The Benefits of a Hardship Plan

If you’re buried in credit card debt, there’s a reasonable solution that your credit card company may allow you to use, but only if you ask about it.

A hardship plan, also known as a credit card payment plan, can help dig you out of debt and ultimately improve your credit score. A hardship plan can also save you money in interest payments and reduce your monthly credit card bill.

Don’t be scared if you think a hardship plan is the same thing as the debt management plans you see on TV commercials. Those require you to pay a fee to a credit counseling agency to negotiate debt repayment terms with each of your lenders. All of the debts are paid through a single monthly payment that the counseling agency collects from you. The credit counselor is the liaison between you and your debt collectors.

A hardship plan, however, doesn’t have an intermediary or mass payment of lenders. You work directly with your credit card issuer and the repayment program it sets up.

Creditors can differ on what they offer in hardship plans, typically a combination of a lower interest rate, smaller minimum payment, lower fees and penalties, and a fixed payment schedule.

Being allowed to take part in a hardship plan can be as easy as calling your credit card issuer and explaining why you need one. You may have just lost your job or had an emergency that is costly, and need a credit card payment plan to help you through this rough time.

Credit Score Could Drop
Signing up for a hardship plan doesn’t immediately affect your credit, but your scores could be indirectly impacted by the way the program works.

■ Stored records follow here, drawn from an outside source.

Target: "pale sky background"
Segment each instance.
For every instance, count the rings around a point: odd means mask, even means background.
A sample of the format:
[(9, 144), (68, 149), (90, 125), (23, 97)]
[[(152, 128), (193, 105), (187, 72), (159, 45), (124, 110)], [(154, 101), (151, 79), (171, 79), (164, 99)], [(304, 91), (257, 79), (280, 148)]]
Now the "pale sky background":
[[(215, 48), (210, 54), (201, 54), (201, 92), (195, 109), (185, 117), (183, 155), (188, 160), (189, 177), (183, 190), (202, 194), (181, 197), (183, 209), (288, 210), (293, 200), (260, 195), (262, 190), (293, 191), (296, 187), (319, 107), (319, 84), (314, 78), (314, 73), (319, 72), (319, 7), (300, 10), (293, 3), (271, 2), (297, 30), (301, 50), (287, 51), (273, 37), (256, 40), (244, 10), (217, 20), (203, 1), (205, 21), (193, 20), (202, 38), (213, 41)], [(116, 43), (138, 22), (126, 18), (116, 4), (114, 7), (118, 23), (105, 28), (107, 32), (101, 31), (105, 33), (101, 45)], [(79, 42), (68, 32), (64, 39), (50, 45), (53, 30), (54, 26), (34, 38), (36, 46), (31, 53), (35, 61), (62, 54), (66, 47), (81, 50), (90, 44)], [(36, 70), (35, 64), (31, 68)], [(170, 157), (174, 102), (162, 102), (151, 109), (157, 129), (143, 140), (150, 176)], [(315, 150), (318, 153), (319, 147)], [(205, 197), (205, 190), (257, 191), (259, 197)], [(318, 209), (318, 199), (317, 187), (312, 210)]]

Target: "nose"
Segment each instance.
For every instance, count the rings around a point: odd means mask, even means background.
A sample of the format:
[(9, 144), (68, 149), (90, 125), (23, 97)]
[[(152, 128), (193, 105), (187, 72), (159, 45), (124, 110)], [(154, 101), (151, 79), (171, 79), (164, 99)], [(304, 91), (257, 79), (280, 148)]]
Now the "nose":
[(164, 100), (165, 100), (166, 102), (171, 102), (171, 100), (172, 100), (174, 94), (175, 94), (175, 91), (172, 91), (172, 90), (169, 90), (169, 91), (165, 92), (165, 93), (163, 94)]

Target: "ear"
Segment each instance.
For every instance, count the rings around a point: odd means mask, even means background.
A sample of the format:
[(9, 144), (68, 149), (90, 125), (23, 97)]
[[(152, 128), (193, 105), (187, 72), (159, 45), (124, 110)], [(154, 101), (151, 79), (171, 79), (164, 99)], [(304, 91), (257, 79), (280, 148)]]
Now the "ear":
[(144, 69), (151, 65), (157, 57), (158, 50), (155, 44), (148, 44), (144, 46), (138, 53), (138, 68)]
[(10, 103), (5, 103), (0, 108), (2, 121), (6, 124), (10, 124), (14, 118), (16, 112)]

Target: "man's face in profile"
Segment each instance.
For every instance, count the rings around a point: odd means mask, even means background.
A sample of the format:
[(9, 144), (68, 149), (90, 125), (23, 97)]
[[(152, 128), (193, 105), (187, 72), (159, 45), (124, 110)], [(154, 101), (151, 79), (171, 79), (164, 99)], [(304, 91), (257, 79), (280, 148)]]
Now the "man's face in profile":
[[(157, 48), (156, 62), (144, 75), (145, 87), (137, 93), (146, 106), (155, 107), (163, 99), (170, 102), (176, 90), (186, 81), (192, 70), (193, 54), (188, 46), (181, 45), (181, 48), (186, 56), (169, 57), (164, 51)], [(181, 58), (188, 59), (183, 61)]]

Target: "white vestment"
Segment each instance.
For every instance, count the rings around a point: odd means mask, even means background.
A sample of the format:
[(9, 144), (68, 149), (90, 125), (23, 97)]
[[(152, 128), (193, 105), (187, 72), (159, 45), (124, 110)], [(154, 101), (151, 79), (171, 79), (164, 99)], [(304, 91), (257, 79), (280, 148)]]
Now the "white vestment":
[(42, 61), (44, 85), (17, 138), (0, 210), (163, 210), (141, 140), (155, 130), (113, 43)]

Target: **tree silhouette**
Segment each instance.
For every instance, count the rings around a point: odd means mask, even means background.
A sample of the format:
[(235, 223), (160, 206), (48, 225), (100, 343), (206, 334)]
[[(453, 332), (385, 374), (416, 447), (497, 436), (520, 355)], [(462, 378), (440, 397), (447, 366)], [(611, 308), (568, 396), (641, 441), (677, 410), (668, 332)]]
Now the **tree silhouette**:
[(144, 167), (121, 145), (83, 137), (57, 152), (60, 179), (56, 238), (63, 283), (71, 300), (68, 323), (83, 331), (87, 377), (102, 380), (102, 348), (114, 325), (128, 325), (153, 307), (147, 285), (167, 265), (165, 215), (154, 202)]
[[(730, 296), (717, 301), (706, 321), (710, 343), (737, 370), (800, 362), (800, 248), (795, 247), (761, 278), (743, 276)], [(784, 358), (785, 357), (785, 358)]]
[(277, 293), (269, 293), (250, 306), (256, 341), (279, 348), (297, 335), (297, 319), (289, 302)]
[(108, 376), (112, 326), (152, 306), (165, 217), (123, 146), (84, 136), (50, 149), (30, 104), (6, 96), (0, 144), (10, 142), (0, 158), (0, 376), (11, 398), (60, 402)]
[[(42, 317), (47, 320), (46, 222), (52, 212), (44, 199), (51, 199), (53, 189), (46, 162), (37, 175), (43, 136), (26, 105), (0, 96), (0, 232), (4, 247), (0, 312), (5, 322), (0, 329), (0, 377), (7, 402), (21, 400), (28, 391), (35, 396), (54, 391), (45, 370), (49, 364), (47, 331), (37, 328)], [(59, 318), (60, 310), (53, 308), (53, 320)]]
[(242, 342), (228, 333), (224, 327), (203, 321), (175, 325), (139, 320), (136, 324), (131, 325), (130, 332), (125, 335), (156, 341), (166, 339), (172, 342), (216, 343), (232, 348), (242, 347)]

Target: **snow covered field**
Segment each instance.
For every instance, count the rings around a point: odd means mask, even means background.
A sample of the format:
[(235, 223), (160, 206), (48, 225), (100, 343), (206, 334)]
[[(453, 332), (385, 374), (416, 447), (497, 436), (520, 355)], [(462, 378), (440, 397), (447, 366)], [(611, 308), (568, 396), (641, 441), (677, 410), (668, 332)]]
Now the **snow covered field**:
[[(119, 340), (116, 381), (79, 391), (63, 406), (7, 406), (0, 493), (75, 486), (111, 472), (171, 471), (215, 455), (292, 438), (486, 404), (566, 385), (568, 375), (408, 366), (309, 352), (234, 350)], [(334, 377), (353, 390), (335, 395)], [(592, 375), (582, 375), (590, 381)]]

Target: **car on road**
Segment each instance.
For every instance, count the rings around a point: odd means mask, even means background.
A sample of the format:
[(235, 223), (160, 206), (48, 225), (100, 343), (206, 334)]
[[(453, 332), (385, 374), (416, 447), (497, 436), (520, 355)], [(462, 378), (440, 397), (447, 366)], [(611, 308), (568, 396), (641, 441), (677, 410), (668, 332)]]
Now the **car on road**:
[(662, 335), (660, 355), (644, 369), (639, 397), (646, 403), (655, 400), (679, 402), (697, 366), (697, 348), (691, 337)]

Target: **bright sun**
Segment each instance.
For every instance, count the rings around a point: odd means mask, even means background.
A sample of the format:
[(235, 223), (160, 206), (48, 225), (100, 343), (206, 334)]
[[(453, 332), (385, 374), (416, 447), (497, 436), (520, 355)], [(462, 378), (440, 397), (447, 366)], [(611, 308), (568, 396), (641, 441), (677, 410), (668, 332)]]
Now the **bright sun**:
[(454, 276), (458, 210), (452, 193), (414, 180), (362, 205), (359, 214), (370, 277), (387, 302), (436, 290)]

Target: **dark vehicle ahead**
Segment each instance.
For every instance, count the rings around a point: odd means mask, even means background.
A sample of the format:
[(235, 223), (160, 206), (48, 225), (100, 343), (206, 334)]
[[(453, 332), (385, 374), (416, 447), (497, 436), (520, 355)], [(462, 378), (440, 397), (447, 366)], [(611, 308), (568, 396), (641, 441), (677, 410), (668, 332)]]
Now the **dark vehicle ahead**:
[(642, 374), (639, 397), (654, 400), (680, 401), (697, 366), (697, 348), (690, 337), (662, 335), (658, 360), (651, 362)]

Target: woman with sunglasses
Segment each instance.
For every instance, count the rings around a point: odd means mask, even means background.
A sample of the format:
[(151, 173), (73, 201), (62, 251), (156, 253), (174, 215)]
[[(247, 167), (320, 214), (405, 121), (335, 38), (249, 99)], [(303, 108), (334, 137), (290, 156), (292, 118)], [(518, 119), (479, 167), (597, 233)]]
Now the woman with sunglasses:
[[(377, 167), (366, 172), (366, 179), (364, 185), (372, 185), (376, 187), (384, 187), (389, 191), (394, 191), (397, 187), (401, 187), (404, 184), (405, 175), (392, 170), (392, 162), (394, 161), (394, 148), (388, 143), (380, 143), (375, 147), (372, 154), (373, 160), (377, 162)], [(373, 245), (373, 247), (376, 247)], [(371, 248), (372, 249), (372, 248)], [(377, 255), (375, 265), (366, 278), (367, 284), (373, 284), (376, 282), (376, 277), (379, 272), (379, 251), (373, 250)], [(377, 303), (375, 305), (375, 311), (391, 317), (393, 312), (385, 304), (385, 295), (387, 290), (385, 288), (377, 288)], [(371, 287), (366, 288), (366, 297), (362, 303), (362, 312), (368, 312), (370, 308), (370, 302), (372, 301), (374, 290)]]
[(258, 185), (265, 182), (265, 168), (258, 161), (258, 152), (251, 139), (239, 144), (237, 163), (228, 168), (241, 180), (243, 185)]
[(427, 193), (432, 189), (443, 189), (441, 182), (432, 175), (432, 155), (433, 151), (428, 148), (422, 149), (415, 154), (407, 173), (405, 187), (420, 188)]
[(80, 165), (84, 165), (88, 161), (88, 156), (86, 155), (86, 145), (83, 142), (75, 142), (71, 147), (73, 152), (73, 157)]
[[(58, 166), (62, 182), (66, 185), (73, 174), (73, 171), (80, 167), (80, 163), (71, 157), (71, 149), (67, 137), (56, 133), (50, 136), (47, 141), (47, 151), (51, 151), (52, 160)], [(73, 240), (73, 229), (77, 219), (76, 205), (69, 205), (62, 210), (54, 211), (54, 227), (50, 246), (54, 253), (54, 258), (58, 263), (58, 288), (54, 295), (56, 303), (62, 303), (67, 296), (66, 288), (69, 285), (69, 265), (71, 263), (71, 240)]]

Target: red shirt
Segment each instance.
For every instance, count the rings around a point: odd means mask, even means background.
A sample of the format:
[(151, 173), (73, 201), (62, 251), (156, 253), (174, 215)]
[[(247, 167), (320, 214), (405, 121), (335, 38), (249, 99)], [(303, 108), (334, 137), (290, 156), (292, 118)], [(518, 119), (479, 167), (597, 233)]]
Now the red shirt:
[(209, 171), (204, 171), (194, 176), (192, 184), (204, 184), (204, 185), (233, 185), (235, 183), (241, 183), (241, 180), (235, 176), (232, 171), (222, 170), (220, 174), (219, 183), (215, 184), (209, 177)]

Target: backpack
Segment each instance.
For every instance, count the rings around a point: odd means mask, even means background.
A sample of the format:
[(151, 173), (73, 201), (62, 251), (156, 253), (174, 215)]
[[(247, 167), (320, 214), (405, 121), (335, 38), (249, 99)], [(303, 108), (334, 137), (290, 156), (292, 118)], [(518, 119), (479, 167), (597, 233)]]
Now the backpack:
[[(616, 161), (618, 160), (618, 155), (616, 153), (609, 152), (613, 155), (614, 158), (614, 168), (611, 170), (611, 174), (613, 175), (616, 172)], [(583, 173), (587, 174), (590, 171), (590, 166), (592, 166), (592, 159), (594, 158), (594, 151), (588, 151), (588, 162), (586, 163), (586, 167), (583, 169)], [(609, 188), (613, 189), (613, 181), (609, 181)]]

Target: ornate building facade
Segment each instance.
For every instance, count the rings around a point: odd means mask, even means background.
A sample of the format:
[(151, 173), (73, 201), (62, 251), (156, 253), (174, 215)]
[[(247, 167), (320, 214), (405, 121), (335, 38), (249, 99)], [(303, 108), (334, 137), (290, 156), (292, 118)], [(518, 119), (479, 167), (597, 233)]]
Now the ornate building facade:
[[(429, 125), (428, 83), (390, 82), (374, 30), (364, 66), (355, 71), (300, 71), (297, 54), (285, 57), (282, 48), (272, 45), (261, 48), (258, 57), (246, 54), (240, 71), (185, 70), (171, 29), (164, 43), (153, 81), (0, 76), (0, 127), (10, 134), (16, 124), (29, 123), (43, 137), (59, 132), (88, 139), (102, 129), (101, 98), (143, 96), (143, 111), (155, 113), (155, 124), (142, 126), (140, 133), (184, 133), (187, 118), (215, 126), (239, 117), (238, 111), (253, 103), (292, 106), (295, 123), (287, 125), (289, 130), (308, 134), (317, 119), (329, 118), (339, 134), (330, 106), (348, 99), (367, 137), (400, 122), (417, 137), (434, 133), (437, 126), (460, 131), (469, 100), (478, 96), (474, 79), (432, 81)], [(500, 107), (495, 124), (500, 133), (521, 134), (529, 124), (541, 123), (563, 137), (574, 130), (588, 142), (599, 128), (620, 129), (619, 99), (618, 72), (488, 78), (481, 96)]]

The credit card issuer will put a note on your credit report that you’re participating in its hardship plan. This is a sign that you’re taking responsibility to repay your lenders, which is a good thing. But to potential creditors, it could be a sign that your finances aren’t stable. Ask your credit card issuer what note it will send to the credit bureaus and how that might affect your ability to get future credit.

While you’re in a hardship program, your credit card company may close or suspend your account until you’ve paid off the debt. Closing a credit card—no matter if it’s you or the credit card company that does it—can lower your credit score.

Eventually, a hardship plan should help you get a hefty increase in your credit score once you complete the plan successfully. An initial drop should be expected, though after months of on-time payments and other responsible behavior you should start to see your credit score improve.